邱子源收笔而立,唇角勾起一抹意味深长的弧度。
三场比试几乎在同一时间结束,楚子阳、孟风和邱子源都以压倒性的优势击败了各自的对手,赢得了一片叫好声。
他们的胜利,无疑为各自宗门赢得了巨大的声誉。
娘亲裴昭霁坐在观礼席上,神色清冷如常,看不出半分喜怒。
她双手交叠,姿态端庄,那张绝美的仙颜上波澜不惊,仿佛对眼前的一切都漠不关心。
然而,她的指尖却不自觉地在膝盖上轻轻摩挲,那微不可察的动作,却暴露了她内心深处隐藏的焦急与不安。
她清楚地知道,虽然她的琪儿如今已能与那兵家猛士打得有来有回,但相较于楚子阳、孟风和邱子源的游刃有余,我的表现,还远远达不到“技惊四座”的程度。
人宗的声威,需要一个更加耀眼的开场。
“琪儿……你可别让为娘失望……”
她心中默默念着,目光投向我所在的擂台,那双深邃的凤眸中,隐隐闪过一丝担忧。
与那兵家子弟的交手,我才真正体会到实战与观中演练的天壤之别。
擂台之上,气流激荡,每一次兵刃的碰撞都带着呼啸的劲风,震得我双臂发麻。
在紫薇观时,我都是独自一人练刀,面对的只是木桩和虚无的幻象,从未有过这样与活生生的人,且是身经百战的兵家子弟,进行真正的对战。

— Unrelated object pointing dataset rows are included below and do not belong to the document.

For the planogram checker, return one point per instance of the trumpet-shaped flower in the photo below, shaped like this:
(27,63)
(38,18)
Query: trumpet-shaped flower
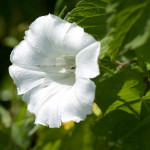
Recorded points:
(52,68)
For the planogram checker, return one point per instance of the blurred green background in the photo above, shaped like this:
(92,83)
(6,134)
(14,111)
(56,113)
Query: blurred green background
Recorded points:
(17,129)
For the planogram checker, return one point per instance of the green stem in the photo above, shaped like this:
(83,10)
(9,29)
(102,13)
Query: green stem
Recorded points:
(106,69)
(62,12)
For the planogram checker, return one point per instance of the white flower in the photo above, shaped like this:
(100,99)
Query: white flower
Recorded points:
(52,67)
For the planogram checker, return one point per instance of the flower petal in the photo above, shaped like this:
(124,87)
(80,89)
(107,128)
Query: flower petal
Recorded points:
(77,102)
(26,79)
(24,55)
(43,102)
(51,32)
(87,61)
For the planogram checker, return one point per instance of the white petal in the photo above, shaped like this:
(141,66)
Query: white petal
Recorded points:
(87,61)
(43,102)
(26,79)
(84,91)
(63,36)
(78,102)
(24,55)
(53,103)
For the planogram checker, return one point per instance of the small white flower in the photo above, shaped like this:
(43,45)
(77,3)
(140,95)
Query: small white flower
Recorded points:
(52,67)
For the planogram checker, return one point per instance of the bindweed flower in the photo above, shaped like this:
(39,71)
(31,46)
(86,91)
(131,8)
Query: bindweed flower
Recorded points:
(52,67)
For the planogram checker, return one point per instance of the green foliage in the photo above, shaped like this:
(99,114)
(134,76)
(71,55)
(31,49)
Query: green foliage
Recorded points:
(91,16)
(121,118)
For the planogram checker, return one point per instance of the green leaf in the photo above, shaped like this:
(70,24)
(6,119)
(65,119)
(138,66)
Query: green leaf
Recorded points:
(91,16)
(129,25)
(5,117)
(119,98)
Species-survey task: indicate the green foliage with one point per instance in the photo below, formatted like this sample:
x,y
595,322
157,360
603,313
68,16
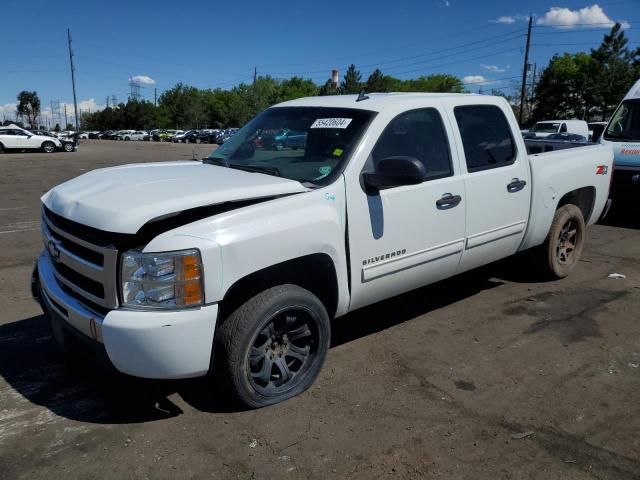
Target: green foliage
x,y
29,106
188,107
587,85
352,82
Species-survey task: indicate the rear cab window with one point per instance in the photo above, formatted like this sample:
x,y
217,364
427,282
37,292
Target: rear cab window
x,y
418,134
486,137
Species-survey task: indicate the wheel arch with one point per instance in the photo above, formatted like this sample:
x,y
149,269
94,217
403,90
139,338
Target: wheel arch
x,y
584,198
315,272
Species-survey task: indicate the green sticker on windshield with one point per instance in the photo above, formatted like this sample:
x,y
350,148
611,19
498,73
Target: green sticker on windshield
x,y
324,171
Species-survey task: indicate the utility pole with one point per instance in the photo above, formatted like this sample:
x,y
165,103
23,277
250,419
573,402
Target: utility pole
x,y
523,92
73,79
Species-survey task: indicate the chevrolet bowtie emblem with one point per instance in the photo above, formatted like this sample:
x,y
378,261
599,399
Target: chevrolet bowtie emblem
x,y
54,248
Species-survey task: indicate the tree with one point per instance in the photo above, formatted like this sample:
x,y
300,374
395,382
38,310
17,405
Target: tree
x,y
329,88
562,86
297,87
352,82
29,106
378,82
613,70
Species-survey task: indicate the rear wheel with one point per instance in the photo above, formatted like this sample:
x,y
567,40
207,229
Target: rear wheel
x,y
564,242
48,147
272,347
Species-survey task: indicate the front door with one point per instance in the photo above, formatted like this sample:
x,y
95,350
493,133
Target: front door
x,y
405,237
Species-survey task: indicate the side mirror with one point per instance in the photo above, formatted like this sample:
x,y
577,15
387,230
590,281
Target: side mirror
x,y
395,172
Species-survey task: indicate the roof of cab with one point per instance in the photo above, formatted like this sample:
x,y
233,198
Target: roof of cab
x,y
376,101
634,92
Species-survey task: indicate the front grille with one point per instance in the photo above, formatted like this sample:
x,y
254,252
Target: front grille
x,y
85,268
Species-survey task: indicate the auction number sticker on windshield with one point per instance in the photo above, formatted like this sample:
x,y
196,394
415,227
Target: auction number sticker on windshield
x,y
331,123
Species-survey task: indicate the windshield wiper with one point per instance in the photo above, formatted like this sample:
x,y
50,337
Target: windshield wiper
x,y
619,135
216,161
257,168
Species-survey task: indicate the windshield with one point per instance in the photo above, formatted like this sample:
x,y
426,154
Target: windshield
x,y
625,123
307,144
546,127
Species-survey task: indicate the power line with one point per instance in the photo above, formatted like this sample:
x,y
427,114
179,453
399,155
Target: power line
x,y
518,33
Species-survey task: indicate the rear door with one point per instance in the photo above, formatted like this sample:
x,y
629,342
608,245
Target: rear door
x,y
497,184
404,237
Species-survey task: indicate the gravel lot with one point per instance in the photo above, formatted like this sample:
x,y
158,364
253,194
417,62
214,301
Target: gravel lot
x,y
493,374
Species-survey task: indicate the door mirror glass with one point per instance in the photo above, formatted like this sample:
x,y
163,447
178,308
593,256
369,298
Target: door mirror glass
x,y
395,172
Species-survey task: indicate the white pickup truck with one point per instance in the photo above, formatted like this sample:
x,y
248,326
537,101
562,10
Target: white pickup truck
x,y
238,263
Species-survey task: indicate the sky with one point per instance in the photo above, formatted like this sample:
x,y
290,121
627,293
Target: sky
x,y
218,44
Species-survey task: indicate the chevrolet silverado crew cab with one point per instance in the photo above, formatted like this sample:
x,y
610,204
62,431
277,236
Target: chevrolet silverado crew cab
x,y
237,264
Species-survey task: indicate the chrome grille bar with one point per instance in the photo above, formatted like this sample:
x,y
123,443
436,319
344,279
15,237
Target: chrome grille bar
x,y
104,275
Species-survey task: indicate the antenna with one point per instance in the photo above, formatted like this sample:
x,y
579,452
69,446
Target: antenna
x,y
73,80
362,96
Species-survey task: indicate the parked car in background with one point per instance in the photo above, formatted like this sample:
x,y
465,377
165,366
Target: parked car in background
x,y
179,136
595,130
546,128
167,135
131,135
13,137
69,144
623,134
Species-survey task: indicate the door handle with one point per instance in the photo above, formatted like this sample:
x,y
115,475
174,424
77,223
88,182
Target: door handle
x,y
516,185
448,201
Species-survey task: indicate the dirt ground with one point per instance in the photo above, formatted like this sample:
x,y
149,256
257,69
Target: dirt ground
x,y
490,375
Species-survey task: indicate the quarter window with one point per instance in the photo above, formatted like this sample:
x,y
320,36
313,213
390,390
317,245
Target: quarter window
x,y
486,137
419,134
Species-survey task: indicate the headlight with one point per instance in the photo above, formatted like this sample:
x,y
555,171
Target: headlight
x,y
162,280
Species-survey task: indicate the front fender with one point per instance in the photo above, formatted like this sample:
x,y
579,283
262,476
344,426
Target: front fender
x,y
240,242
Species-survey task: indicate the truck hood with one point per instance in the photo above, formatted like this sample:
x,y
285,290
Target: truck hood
x,y
122,199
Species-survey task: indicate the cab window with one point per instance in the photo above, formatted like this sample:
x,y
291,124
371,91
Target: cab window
x,y
419,134
486,137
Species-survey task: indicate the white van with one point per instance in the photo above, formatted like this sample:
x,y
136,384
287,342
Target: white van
x,y
549,127
623,133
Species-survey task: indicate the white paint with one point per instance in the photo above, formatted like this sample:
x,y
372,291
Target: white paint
x,y
235,244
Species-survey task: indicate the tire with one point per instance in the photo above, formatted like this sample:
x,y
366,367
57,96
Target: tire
x,y
281,332
564,243
48,147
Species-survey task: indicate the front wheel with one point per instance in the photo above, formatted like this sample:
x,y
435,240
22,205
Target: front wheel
x,y
273,346
48,147
564,242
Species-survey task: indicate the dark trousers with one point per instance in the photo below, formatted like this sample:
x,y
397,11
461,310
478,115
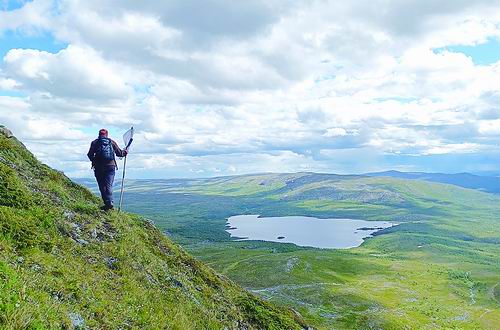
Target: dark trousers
x,y
105,175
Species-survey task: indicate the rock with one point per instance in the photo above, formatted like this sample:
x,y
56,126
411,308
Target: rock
x,y
150,222
68,214
82,241
36,268
111,262
5,131
77,320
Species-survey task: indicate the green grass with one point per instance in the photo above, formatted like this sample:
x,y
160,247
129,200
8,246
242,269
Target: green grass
x,y
60,256
440,268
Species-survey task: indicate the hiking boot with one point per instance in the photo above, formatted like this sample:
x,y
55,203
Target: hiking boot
x,y
106,207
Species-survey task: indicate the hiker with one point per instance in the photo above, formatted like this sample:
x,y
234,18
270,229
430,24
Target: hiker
x,y
102,155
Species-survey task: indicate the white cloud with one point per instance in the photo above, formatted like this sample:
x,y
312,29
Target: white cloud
x,y
236,87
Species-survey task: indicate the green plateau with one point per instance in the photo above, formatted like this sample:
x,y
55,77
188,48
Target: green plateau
x,y
438,269
66,264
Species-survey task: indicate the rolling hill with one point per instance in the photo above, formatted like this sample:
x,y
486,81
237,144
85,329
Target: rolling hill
x,y
439,268
66,264
489,184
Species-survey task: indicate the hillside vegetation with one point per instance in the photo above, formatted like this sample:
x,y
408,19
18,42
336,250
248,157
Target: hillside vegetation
x,y
66,264
439,268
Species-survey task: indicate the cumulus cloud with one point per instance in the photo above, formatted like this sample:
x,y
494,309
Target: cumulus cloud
x,y
223,87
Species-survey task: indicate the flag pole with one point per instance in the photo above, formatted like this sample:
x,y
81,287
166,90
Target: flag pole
x,y
123,180
130,139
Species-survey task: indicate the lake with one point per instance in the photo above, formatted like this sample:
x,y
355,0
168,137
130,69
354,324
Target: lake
x,y
304,231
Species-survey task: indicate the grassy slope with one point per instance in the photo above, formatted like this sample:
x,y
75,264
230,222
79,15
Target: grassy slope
x,y
62,258
439,268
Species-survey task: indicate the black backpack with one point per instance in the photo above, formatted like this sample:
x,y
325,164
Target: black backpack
x,y
104,149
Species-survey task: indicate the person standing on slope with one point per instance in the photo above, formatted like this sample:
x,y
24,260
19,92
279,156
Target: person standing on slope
x,y
102,155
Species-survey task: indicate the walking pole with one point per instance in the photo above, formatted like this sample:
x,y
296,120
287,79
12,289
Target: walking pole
x,y
123,180
128,137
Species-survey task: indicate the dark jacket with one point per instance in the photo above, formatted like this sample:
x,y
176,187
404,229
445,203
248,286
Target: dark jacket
x,y
95,163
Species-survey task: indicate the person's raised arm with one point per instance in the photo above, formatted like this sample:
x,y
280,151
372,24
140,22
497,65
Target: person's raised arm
x,y
118,151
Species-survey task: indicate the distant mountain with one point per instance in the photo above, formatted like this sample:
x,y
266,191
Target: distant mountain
x,y
64,264
489,184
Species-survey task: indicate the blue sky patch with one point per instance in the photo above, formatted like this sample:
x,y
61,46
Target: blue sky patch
x,y
12,93
481,54
42,41
9,5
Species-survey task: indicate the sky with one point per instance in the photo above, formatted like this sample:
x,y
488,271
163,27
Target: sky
x,y
222,87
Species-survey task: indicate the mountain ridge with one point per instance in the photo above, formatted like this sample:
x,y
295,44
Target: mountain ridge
x,y
66,264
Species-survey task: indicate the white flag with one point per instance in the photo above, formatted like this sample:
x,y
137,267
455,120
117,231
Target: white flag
x,y
128,137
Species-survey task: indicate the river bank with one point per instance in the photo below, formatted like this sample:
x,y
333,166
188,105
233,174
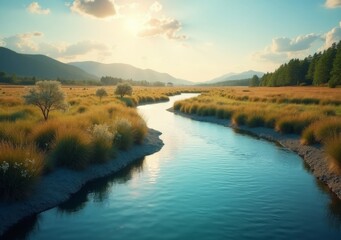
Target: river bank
x,y
314,156
50,192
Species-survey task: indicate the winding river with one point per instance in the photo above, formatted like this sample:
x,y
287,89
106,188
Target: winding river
x,y
207,182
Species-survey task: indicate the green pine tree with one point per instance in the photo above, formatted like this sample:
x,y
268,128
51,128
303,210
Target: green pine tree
x,y
336,71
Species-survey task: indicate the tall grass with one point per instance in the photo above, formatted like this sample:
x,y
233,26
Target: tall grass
x,y
72,149
333,150
315,113
101,143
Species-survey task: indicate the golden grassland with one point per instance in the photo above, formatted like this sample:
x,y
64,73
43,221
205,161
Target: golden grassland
x,y
313,112
90,131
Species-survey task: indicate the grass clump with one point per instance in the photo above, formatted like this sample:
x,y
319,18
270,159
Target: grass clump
x,y
124,137
20,167
71,149
140,130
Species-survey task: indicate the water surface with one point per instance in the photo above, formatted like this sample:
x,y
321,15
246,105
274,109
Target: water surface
x,y
207,182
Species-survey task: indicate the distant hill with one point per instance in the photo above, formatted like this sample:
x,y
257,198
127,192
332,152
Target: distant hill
x,y
39,66
235,76
126,71
240,82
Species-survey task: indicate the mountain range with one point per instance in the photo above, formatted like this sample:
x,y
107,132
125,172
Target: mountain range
x,y
127,71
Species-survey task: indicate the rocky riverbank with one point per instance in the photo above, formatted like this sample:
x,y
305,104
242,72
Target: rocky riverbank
x,y
56,187
314,156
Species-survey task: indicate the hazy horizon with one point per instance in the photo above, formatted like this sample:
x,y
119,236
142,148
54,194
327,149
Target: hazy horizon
x,y
191,40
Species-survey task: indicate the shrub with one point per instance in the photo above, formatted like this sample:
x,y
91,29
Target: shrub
x,y
12,117
10,132
239,118
327,128
47,96
140,130
177,105
71,149
255,120
19,169
101,143
101,92
308,136
81,109
124,137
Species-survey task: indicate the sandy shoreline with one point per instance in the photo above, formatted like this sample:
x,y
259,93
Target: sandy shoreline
x,y
313,155
50,193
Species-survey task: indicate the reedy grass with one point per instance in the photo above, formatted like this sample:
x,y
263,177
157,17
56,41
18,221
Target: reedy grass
x,y
287,110
20,167
333,150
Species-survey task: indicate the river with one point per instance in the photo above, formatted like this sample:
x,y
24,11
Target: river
x,y
207,182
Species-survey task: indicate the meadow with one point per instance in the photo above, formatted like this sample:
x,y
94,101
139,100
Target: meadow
x,y
312,112
90,131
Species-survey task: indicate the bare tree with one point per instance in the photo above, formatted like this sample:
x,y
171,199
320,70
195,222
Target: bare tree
x,y
123,89
47,96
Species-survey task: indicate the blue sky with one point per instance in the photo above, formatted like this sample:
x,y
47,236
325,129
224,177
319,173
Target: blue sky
x,y
191,39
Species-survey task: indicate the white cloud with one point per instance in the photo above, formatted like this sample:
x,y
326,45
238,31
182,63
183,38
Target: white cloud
x,y
22,42
333,3
94,8
333,36
156,7
35,8
166,27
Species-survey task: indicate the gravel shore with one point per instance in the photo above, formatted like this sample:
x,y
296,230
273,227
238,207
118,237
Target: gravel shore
x,y
56,187
314,156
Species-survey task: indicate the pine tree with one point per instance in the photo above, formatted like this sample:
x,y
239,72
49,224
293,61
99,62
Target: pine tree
x,y
336,71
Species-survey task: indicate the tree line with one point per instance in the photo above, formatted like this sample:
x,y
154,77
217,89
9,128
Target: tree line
x,y
323,68
13,79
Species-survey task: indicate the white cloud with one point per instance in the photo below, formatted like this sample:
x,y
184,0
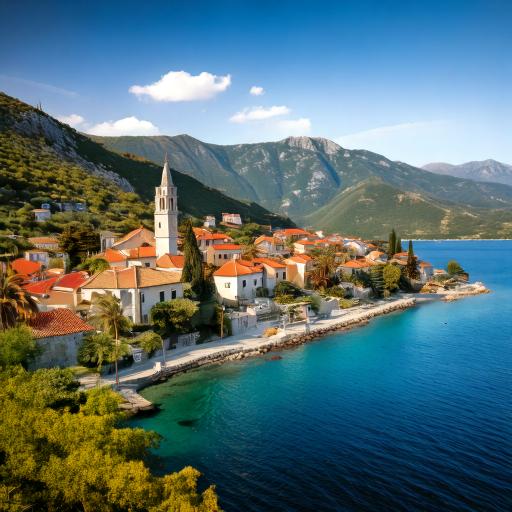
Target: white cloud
x,y
182,86
300,126
73,120
259,113
256,90
126,126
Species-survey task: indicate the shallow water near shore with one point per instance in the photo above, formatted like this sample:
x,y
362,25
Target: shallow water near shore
x,y
411,412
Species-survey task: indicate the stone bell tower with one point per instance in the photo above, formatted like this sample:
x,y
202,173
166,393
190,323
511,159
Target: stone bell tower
x,y
166,214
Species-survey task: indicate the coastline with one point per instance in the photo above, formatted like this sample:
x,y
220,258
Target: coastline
x,y
241,347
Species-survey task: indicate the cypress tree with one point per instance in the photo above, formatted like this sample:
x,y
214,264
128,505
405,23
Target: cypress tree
x,y
411,269
193,266
377,280
392,243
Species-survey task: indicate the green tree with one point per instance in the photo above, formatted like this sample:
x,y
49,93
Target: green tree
x,y
149,341
377,280
411,269
453,268
16,305
391,275
97,348
17,346
174,316
107,313
193,268
62,449
392,243
79,241
94,265
321,277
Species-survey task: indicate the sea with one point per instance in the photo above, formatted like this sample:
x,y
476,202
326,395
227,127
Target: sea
x,y
412,412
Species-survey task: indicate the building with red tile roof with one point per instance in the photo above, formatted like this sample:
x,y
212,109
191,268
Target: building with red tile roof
x,y
138,288
29,270
237,281
59,333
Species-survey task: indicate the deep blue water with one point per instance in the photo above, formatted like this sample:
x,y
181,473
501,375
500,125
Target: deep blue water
x,y
412,412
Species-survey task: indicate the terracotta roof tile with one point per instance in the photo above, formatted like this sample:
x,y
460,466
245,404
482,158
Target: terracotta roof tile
x,y
25,267
131,277
235,268
58,322
171,261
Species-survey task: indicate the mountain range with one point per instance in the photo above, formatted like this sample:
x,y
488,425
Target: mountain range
x,y
485,170
43,160
319,184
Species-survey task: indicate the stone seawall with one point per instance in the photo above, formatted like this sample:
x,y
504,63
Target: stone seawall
x,y
278,341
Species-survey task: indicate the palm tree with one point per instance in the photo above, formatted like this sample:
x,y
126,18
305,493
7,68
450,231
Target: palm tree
x,y
15,303
107,314
325,265
250,251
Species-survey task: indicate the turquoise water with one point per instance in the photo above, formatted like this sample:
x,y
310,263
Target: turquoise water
x,y
412,412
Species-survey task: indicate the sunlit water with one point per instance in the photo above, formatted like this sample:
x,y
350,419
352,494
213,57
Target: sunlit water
x,y
412,412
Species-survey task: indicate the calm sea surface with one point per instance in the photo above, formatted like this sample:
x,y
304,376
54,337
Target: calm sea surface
x,y
412,412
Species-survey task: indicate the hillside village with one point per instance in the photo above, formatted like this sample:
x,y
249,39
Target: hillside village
x,y
248,274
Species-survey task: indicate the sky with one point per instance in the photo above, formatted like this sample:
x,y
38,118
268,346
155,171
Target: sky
x,y
416,81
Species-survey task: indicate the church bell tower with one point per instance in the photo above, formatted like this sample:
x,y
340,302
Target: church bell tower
x,y
166,214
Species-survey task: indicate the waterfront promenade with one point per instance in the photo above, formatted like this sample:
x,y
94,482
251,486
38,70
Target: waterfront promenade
x,y
246,344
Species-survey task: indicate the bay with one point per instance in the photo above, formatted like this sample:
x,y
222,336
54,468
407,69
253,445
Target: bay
x,y
412,412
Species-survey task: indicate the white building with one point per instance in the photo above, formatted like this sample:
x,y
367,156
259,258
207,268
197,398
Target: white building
x,y
218,254
237,281
166,214
209,221
138,288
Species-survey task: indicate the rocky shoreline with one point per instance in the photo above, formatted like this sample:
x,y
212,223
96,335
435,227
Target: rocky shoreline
x,y
137,404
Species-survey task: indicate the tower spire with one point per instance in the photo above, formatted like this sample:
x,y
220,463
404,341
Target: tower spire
x,y
166,174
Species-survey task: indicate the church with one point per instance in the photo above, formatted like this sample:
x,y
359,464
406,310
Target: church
x,y
142,247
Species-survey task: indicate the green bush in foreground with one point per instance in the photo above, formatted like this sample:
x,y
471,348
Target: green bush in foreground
x,y
62,449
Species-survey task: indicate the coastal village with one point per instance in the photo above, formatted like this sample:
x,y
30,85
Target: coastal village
x,y
147,296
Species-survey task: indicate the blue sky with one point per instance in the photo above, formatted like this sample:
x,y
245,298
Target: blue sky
x,y
417,81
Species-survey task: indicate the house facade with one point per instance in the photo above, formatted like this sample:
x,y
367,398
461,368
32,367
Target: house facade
x,y
59,334
138,288
237,281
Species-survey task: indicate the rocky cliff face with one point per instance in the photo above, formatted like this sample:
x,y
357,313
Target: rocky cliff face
x,y
63,140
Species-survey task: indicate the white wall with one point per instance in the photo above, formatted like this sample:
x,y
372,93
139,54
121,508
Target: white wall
x,y
137,303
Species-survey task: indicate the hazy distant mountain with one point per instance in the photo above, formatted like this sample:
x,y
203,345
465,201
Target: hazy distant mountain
x,y
486,170
44,160
298,175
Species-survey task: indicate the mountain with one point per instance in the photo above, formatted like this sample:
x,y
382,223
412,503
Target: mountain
x,y
372,208
320,184
485,170
43,160
297,175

他身形魁梧,每一下挥舞开山斧都势大力沉,带着一股一往无前的冲劲,逼得我连连后退,险象环生。
“喝!”
那兵家子弟又是一声怒吼,开山斧裹挟着强大的真元力,自上而下猛劈而来。
斧刃未至,一股磅礴的压迫感已让我呼吸一滞。
我下意识地侧身闪避,斧刃擦着我的面颊划过,带起一阵凛冽的寒风,甚至割裂了我鬓边的几缕发丝。
我深知再与他硬碰硬,我占不到丝毫便宜。
兵家子弟,天生便是战场上的猛兽,他们的兵器与武艺,经过无数次厮杀的锤炼,远胜于我这种偏重道法修行的弟子。
若要取胜,我必须另辟蹊径。
眼神一凝,我不再选择硬抗,而是脚下步伐一变,身形如风般迅速围绕着那兵家子弟高速移动。
这兵家子弟虽勇猛,但身法显然不如我灵活。
我在闪避的同时,体内真元急剧运转,如同山洪暴发般涌向双臂。
“《气焱绝》!”
我低喝一声,双刀之上,赤红色的火焰猛然暴涨,将刀身完全吞噬,如同两条舞动的火龙。
那灼热的气息瞬间充斥了擂台,将那兵家子弟周身的凌厉杀气都消弭了几分。
“哦?兵家的一术二决之一《气焱绝》!”
那兵家子弟见状,眼中闪过一丝惊讶,显然他认出了我所用的功法。
他虽然有些意外,但攻势却并未减缓,反而更加狂猛。
然而,在《气焱绝》的加持下,我的双刀变得炙热而锋利,每一次挥舞都能带起一道道炽热的刀罡,将他逼得不得不有所顾忌。
我没有与他正面硬拼,而是充分发挥我的身法优势。
我利用《气焱绝》的火焰对他的行动范围进行限制,逼迫他只能在我预设的区域内活动。
每一次他试图突破,我的双刀便会带着呼啸的火劲,从意想不到的角度袭向他的侧翼或后背。
他不得不举斧格挡,但那沉重的开山斧在高速移动中显得愈发笨拙。
数个回合后,那兵家子弟已经显得有些气喘吁吁。
他虽然体魄强健,但在我的火焰刀锋和灵活走位的双重压制下,体力消耗巨大。
他的斧法开始出现破绽,招式间也少了之前的衔接流畅。
抓住他一个旧力已尽、新力未生之际,我猛地加速,双刀交错,一刀撩向他的持斧手腕,一刀直取他胸前破绽。
他来不及完全回防,只得勉强用斧柄格挡。